Software developers scrambled to protect their intellectual property from rampant, unauthorized redistribution. Out of the chaos, the open source movement emerged. The idea being if you can’t fight ‘em, join ‘em. They began to reexamine how to capitalize on their hard work, which gave rise to a variety of interesting business models. Some tried shareware. Some offered their software as a loss-leader to support contracts. And the exploration continues today.
The next to feel the sting of piracy was the music industry. In the late 90s Napster scared the hell out of the RIAA. Their precious business model of selling records was rendered obsolete by an 18 year-old college dropout. The music industry is still reeling from the MP3 file sharing revolution and have yet to figure out how they are going to stop loosing millions.
Now, the video distribution channels are next. They used to be safe because bandwidth hasn’t been great enough to make the prospect of sharing movies and T.V. shows a viable choice. However, it turns out that ABC, NBC, CBS, and the hundreds of other channels didn’t anticipate amatuer video as competition. People are spending more and more time watching vlogs and viral videos. At least this industry is trying to face the reality of digital content by offering select television shows for download through iTunes. If they have any hope of surviving the inevitable transformation that first hit software and then music, they’ll need to know a few things.
Digital content will be free
Any and all attempts to fight this will simply lead to your own demise. You’ll have to figure out other ways to make money. Advertising is a smart place to look, although you’ll need to follow the Internet’s lead and be contextual.
The new video channels
It used to be that there were only 2 screens to get your video fix, the big screen (theaters) and the little screen (T.V.). Both screens were largely controlled by organizations that had the money it took to effectively distrubute their content on them. As a result, there were only a few players on the block. Even with the expansion of cable T.V. and satellite, the number of channels available were in the hundreds. Well, there’s a third screen in town and it will kill T.V. It will kill T.V. because on the Web, T.V. is just one type of content, namely video. Why buy a T.V. when you can just as easily have the T.V. experience without spending the extra dough on a low resolution dumb appliance. It’s the same reason the iPod will lose to cell phones and not other MP3 players. Check out Democracy and try the new T.V. yourself. Democracy is a combination video player and feed reader. Feeds are the new channels. If the major T.V. networks hope to last into the future, they’ll need to start offering their content as feeds. But, it’s not quite that simple. Because there is virtually no cost associated with it, now anyone can make a channel. For a long time, channels have been largely differentiated by the content they stream on them, however, channels in the future will be taste based. A program that appears on one channel will most definately appear on thousands more. Channels will have a great deal more overlap than anything we’re currently seeing on T.V. Why? Because with millions upon millions of videos to view, we need to find trusted sources of quality programming in order to escape the information overload.
Video sharing communities
Video sharing communities can be both intentional and loosely organized. Some intentionally organized video sharing communities include YouTube, DailyMotion, Blip.tv, and Grouper. MySpace also offers video, and because they are an online community, they are a defacto video sharing community. Even Google has entered the video hosting space.
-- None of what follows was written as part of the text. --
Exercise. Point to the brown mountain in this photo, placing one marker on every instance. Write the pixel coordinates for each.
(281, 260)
Myspace is also an example of a loosely organized video sharing community because people post videos on their profiles, which in essence shares the content, but it’s not really a community based around doing so. In addition to social networking sites where people share video, there are also group validation sites based on videos too, such as VideoBomb where users vote for the videos they like by “bombing” them. Some video sharing communities are organized completely outside of a social networking webspace, such as torrents.
Both channels and programming are going to need to promotion. Many of the meatspace promotional techniques are going to continue having a place, but there will be more and more online techniques that will need to be employed for successful programs and channels. Here’s a few tips:
Create a website and prominently display the link to your feed. Then promote your website like normal.
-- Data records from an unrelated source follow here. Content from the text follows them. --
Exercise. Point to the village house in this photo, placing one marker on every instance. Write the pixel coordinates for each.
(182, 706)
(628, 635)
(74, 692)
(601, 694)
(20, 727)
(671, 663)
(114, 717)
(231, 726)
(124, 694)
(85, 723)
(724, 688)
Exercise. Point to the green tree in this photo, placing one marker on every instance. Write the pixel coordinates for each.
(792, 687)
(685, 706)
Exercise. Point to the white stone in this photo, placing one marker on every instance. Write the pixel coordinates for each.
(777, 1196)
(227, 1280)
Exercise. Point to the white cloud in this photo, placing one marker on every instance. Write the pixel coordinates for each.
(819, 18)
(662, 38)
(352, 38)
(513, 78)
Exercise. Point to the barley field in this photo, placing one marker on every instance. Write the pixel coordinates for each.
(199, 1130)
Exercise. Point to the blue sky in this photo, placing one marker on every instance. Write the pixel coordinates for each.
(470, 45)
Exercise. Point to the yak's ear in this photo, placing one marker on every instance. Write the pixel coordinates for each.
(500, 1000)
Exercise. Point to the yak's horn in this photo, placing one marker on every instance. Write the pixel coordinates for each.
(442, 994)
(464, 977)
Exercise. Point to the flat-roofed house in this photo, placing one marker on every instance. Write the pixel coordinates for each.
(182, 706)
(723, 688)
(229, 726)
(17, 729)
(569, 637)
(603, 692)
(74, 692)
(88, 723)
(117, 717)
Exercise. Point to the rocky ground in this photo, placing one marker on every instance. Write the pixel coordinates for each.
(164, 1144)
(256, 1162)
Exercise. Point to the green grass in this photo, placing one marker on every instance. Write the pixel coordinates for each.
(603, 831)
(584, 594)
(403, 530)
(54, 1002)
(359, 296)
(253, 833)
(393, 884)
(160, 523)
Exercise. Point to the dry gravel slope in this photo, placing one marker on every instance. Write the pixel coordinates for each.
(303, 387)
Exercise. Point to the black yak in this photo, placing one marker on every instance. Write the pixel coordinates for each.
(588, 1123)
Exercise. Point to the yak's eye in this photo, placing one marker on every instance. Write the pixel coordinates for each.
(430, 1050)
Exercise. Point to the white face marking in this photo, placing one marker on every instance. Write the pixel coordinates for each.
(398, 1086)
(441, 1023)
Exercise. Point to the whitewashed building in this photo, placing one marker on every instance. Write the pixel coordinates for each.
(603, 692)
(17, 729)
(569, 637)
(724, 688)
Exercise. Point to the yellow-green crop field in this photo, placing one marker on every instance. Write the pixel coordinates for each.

Optimize it for search engines, which you can do by typing out all of the spoken and text content of the video. Search engines love text.
Submit your site to a grip of quality directories Yahoo!, DMOZ, Best of the Web, etc.
Submit your feed to feed directories
Whore it out through MySpace and the other online communities
Video programs have a much easier task. It doesn’t matter what channel a program is distributed on, which opens programs to viral and/or self distribution. Here’s a list of helpful promotion techniques:
Seed your best video in a torrent, watermark the video with a site that has more videos. Torrents are a great place to introduce video content into the viral space.
Post your video on YouTube, MySpace, or some other video hosting site and use their code snippets to embed your video all over the Web. This is particularly useful for blogs and comments in social networking sites.
Submit your videos to popular video feeds
Post your videos on a blog, which will get them into the blogosphere, search engines, and blog indexing sites (such as Technorati)
If you have your videos hosted on a website you own, then you can bookmark the site into the various social bookmark spaces, such as del.icio.us, Furl, and Digg.
Submit your video to content portals such as eBaum’s World, Something Awful, Fark, Boing Boing
This is a very exciting time for video. People will be consuming video content in a variety formats and in surprising new places. There is a great deal of opportunity to join in the channel marketshare that has long been dominated by media conglomerates.